The senior management of the world's leading museums are unanimous in believing that the building-up of new talent is a key factor in achieving successful administrations.
The message was delivered during the three-day Summit of Museum Directors which began yesterday and includes some 300 museum directors and experts from around the world.
Men Xianmin, division chief of the State Bureau of Cultural Relics, believes economic globalization has had an enormous impact on cultures in various parts of the world, posing great challenges for their preservation. "For this reason the professionals working in the museums have the especially important task of passing on cultural heritage by their research and studies and thereby provide a better public service."

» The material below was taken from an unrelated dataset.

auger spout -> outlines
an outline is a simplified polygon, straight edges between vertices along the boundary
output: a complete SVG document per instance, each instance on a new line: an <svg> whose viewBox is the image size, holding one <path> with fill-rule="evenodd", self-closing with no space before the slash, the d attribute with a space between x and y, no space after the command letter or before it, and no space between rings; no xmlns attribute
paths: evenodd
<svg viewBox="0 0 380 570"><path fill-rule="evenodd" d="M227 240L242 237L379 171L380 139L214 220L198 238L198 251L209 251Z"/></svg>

Pan Zhenzhou, director of the National Museum of China (NMC), created from the successful merger of the former National Museum of Chinese History and National Museum of Chinese Revolutionary History, was directly attributable to the nurturing of high caliber young talent.
Zheng Xinmiao, director of the Palace Museum, said that owing to the experienced senior experts, his museum, like NMC, has experts in the conserving of bronzes, clocks, and the Ming and Qing dynasty imperial furniture, as well as those skilled in copying, restoring and mounting ancient paintings and calligraphic works.

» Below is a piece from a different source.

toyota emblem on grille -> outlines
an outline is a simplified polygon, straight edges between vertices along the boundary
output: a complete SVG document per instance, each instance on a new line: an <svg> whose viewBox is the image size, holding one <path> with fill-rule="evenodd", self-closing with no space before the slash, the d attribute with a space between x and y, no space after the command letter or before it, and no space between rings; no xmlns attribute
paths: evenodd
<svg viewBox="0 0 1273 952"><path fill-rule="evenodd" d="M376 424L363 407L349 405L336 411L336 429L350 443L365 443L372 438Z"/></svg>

"However, these unique skills have been inherited and developed in master-and-disciple form," he said.
The directors shared their experiences of new ways to train those young talents working in the museums.
Chen Xiejun, director of Shanghai Museum, thinks apart from offering better salaries and employment packages, a system to motivate better on-the-job training and greater opportunities for exchanging ideas with experts overseas is a good way to nurture young professionals in museums.
"We have more young people involved in the project of compiling the series of books on the collections in Shanghai's Museums, which offers them a good opportunity to advance their studies on the job," said Chen.
The Shanghai Museum has also organized five international forums on ancient bronze, jade, china, calligraphy and painting in the past three years, and this has enabled the young staff to communicate with experts from around the world.
Philippe de Montebello, director of New York's Metropolitan Museum, revealed that he and Chen are currently working on more training exchanges for their experts.